At once steeped in richly-conjured West African myths and landscapes, and a page-turning thriller with real-life resonance (courtesy of its unforgettable protagonist), Yaba Badoe’s Lionheart Girl is a wonder of YA fiction. This is magic realism at its most powerful, exploring as it does universal themes of family bonds, fleeing and finding your way, through language that’s brilliantly enmeshed with its setting and subjects: “my heart, big as a lake in the wet season, shrivels to a slick of water in the dry.”
Sheba was born into a family of witches, to a line of powerful women who can shapeshift, whose touch can uncover people’s deepest desires and fears. The story begins with Sheba fleeing her village to find her father, spurred by “the fizz in my fingers whenever I touched Ma’s hair”. In time, Sheba’s overbearing mother reveals, “We royal women are special. Our blood is enriched by generations of ritual and magic. Magic flows through us”. And so Sheba unknots her own powers, and secrets of her past, in a tale that rails against convention while feeling utterly timeless.

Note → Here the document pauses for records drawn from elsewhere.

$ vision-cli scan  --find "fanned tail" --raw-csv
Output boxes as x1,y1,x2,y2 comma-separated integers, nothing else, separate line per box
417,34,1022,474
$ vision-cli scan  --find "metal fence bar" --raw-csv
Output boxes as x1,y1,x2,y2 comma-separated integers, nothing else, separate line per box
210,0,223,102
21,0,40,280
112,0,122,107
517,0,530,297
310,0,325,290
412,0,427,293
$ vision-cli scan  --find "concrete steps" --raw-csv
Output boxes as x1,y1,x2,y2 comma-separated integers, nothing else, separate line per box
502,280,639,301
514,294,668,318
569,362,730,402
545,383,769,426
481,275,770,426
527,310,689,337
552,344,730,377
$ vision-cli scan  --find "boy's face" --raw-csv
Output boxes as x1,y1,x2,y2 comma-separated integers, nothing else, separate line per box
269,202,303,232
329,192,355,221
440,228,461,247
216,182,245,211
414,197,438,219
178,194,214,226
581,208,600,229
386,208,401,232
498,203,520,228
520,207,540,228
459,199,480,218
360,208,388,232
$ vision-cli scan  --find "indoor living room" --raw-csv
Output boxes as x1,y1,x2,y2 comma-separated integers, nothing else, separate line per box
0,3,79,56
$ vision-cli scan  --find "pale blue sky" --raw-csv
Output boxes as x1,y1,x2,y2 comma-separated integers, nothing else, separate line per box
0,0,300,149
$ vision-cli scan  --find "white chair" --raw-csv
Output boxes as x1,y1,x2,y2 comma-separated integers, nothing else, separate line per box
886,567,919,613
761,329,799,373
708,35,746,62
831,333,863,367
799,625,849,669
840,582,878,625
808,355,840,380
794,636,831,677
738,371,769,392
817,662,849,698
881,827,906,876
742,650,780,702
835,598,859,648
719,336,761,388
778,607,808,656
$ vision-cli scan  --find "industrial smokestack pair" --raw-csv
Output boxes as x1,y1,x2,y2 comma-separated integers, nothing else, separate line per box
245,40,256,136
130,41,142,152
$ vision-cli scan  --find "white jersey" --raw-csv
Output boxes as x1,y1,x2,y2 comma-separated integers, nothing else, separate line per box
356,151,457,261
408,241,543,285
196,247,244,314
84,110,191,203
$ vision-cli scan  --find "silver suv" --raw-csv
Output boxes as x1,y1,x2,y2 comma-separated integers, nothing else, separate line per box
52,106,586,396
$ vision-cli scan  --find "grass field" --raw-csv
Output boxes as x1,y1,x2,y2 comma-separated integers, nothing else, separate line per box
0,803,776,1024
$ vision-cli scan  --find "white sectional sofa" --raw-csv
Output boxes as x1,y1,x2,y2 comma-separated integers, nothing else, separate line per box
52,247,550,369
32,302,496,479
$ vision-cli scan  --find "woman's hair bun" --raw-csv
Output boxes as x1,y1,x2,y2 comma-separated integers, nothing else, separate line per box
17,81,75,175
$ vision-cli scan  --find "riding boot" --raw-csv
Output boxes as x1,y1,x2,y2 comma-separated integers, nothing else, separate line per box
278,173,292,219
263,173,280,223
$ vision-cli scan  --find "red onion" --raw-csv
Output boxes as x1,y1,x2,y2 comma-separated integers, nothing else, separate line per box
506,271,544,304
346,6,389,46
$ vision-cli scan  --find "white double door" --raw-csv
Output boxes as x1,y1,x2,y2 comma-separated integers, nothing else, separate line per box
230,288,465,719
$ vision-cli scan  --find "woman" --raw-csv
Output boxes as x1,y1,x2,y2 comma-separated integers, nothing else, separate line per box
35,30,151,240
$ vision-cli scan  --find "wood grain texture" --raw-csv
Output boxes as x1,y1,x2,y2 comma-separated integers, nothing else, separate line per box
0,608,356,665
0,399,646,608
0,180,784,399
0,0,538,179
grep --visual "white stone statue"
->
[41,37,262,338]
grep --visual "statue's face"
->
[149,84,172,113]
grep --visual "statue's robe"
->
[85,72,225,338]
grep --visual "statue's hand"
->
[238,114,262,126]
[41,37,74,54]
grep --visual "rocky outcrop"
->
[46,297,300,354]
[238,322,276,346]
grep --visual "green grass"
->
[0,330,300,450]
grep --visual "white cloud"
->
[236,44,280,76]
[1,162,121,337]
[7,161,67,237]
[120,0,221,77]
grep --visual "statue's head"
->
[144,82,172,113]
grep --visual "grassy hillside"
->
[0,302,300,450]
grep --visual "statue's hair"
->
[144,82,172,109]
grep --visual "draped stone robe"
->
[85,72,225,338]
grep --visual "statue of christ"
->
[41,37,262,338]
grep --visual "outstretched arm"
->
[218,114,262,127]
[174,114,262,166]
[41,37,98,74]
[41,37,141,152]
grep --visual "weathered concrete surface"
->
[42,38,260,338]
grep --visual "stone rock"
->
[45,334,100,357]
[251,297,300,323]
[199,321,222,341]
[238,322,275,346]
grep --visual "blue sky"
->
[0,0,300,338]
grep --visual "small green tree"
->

African myth and magic beat in the dark heart of this fable about witchcraft, superstition, the bonds we choose and those we cannot. Born into a family of West African witches, Sheba's terrified of her mother who can turn into a crow. But like mother, like daughter – magic runs through her blood and Sheba discovers powers of her own. Her touch can unravel people's innermost thoughts; their hopes, their fears – their secrets. Sheba too can shape-shift. Through the communion of ancient magic, blood and friendship, she slowly uncovers the murderous truth about her stolen childhood and steels herself for the future. She must protect the hunted from the hunter – her mother.